Archived Content

The following content is from an older version of this website, and may not display correctly.

The Duqu Trojan has been communicating with a server in one of Belgium’s largest web hosting company, Combell, according to security vendor Symantec.

The server has since been shut down following failed attempts to contact its owner, according to Combell business development manager Tom De Bast who spoke with DatacenterDynamics today. Duqu is similar in nature to Stuxnet and has even been called ‘Son of Stuxnet’, the parent virus being thought by security analysts to be concocted to targeted critical utilities, including nuclear facilitiies running industrial software.

According to security firm Venafi, the code of the malware even appears to be written by an organization with access to the original Stuxnet source code, known for its sophistication.

De Bast said despite the allegations that Duqu was communicating with a server in the data center, no requests to date had been received by legal authorities in Belgium. “We took it on our own part to shut down the server,” De Bast said. “We heard about the Symantec report on 1 November, then two days later, after not hearing from the server’s owner of the police or Belgium Computer investigators which look into these things in Belgium, we shut the server down.”

De Bast said he thought such a case was unusual for a data center such as Combell’s, which caters to the higher end of the web hosting market. “We are not cheap, we are quite expensive, and we don’t have many cloud operations here,” De Bast said.

According to an interview conducted by Reuters, the server had been leased for a week though to October 27 and had been running continuously. A Combell spokesperson was quoted by Reuters as saying: "It looks fishy . . .It's weird.

The mail log itself has almost no entries. I think they are deleting data so they don't leave traces." Duqu explained Symantec said it believes Duqu has infected six companies in countries around the world: one company with operations in France, the Netherlands, Switzerland, Ukraine, another in India, two in Iran and others in Sudan and Vietnam.

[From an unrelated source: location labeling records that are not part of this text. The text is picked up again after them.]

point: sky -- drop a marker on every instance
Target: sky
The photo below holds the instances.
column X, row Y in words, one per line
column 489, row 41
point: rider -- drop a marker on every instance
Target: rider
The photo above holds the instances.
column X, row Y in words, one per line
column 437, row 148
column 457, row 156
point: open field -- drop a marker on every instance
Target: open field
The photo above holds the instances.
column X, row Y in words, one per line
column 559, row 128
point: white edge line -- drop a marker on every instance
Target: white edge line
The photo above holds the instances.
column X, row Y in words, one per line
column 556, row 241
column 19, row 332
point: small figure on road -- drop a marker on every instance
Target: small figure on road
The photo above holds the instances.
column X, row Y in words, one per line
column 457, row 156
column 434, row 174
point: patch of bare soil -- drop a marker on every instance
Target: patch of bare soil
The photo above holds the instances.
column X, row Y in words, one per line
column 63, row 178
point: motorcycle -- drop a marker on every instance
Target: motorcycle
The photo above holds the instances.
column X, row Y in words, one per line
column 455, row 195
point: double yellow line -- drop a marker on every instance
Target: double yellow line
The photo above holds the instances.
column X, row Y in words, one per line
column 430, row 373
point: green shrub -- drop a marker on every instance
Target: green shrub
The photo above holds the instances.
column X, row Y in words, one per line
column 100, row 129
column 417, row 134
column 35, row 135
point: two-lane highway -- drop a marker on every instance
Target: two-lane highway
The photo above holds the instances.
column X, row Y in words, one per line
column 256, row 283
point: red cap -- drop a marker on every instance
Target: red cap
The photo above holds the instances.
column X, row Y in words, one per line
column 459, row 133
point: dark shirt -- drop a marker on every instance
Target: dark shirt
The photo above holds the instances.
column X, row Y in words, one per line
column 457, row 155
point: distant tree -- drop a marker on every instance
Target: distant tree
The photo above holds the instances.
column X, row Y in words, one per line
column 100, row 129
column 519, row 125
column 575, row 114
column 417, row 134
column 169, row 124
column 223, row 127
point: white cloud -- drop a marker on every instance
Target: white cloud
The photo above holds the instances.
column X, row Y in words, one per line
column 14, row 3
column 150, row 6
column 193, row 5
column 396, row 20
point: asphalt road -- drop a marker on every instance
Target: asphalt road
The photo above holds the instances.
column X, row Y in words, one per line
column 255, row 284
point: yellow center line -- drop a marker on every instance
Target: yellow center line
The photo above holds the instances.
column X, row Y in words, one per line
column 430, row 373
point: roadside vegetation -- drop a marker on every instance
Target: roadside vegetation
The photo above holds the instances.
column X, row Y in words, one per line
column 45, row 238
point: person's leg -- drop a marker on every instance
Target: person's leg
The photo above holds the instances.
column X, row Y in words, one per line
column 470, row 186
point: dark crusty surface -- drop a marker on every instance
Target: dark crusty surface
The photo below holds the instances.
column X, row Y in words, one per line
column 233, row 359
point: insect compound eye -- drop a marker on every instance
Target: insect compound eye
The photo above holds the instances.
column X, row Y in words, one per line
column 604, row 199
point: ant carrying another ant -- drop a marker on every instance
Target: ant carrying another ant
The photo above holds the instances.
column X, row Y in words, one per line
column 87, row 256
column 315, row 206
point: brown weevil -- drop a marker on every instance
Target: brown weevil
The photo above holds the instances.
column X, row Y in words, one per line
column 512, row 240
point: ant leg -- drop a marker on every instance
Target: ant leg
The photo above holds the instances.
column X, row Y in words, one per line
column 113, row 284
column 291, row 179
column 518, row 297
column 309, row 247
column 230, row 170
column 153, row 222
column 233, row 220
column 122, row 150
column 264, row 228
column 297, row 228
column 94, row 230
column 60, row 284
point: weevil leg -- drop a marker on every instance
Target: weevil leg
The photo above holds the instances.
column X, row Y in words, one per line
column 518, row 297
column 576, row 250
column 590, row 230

Other vendors say that companies with a presence in Austria, Hungary, Indonesia and the UK could also have been infected. Venafi directer Calum MacLeod said the security industry is facing increasingly targeted virus attacks, such as Duqu, that are becoming much more dangerous in nature. “Duqu is the embodiment of pre-attack strategies leveraged in militaries all around the world: Send in reconnaissance agents, gather intelligence and report back.

This is what this new malware does on an automated basis: gather intelligence data and other digital assets from systems that use industrial control technologies, and then relaying that information back to base,” MacLeod said. Just today, Symantec employee Vikram Thakur said in a blog post that the group that first discovered the original Duqu binaries, CrySyS, located an installer for the Duqu threat, which could hold the key to how Duqu works to infect systems.

“The installer file is a Microsoft Word document (.doc) that exploits a previously unknown kernel vulnerability that allows code execution. We contacted Microsoft regarding the vulnerability and they're working diligently towards issuing a patch and advisory. When the file is opened, malicious code executes and installs the main Duqu binaries,” Thakur said. “Once Duqu is able to get a foothold in an organization through the zero-day exploit, the attackers can command it to spread to other computers. In one organization, evidence was found that showed the attackers commanding Duqu to spread across SMB shares.”